Não podia ver batida de carro. Andava com um caderno pra anotar as placas dos envolvidos. O caderno já estava quase cheio.

Um dia sonhou com dentes. Disseram-lhe que sonhar com dentes significava morte de parente. Jogou tudo na data de nascimento da avó.

Outro dia sonhou que estava pescando. Foi até a peixaria e jogou no número do prédio, na data de nascimento do peixeiro e na placa da caminhonete do homem. Só não jogou no CPF dele, porque o desconfiado peixeiro não quis lhe dar.

Sua vida era apostar. Fez algumas amizades; porém, a mania de apostar fez com que andasse só.

Gastava praticamente tudo o que recebia e, como funcionário público de carreira, ganhava muito bem. Casou-se porque Marina estava encalhada e ela arriscou. O relacionamento durou pouco, apenas um ano. Aderbal infernizava a vida dela com apostas.

-Quer apostar que sua mãe vai ligar daqui a quinze minutos?
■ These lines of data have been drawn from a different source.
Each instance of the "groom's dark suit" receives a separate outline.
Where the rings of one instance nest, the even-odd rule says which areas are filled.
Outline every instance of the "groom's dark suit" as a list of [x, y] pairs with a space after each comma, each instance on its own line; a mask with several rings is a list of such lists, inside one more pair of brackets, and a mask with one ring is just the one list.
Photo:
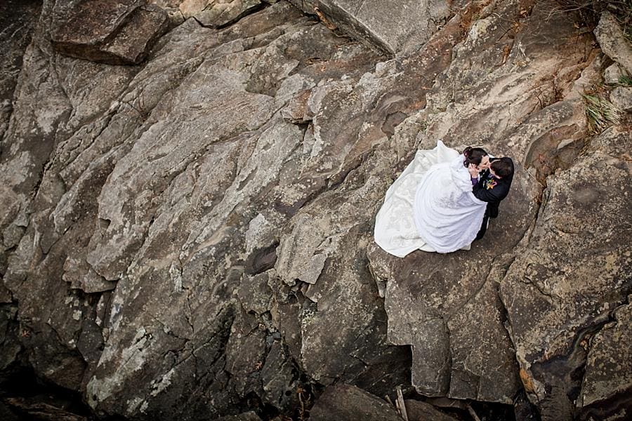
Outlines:
[[[492, 158], [489, 161], [494, 162], [496, 159], [499, 158]], [[476, 240], [480, 240], [485, 234], [489, 218], [498, 216], [498, 205], [509, 193], [509, 187], [511, 187], [513, 180], [513, 173], [507, 177], [496, 178], [489, 170], [485, 170], [481, 173], [478, 182], [472, 187], [472, 192], [477, 199], [487, 202], [485, 215], [483, 217], [480, 230], [476, 234]]]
-Quer apostar que você vai menstruar?

-Quer apostar que a mocinha vai fugir com o outro? (assistindo novela).

Ela cansou de vez, quando ele começou a pegar o dinheiro dela pra jogar.

Com seus cinqüenta e três anos não conseguia se curar do vício de apostar. Só tinha ganhado até ali dívidas e desprezo.

Quando surgiram os bingos, fugia da repartição. Nunca usara terno, mas usá-lo se tornou indispensável. O paletó servia pra marcar a sua presença. Cuidadosamente o colocava no encosto da cadeira e só retirava próximo ao final do expediente, quando chegava do bingo.

No dia do seu aniversário, estava só. Ouvia os foguetes estourando no céu, pela janela de um quarto de pensão.

-Quer apostar que a cor do próximo é azul? Falava sozinho.

Acabaram-se os estouros e foi dormir para não mais acordar.

O féretro caminhava lentamente. Passou pelas lojas, pelo supermercado e padaria. Respeitosamente, todos ficavam em silêncio. Em frente à casa lotérica, um homem chorava copiosamente.

Na Plaza Del Toros todos gritavam Olé, mas no meio da multidão, alguém grita: -Obrigado, Aderbal!

Era o peixeiro realizando o seu sonho de conhecer a Espanha. Ele havia jogado na cabeça a data de nascimento de Aderbal. 1951.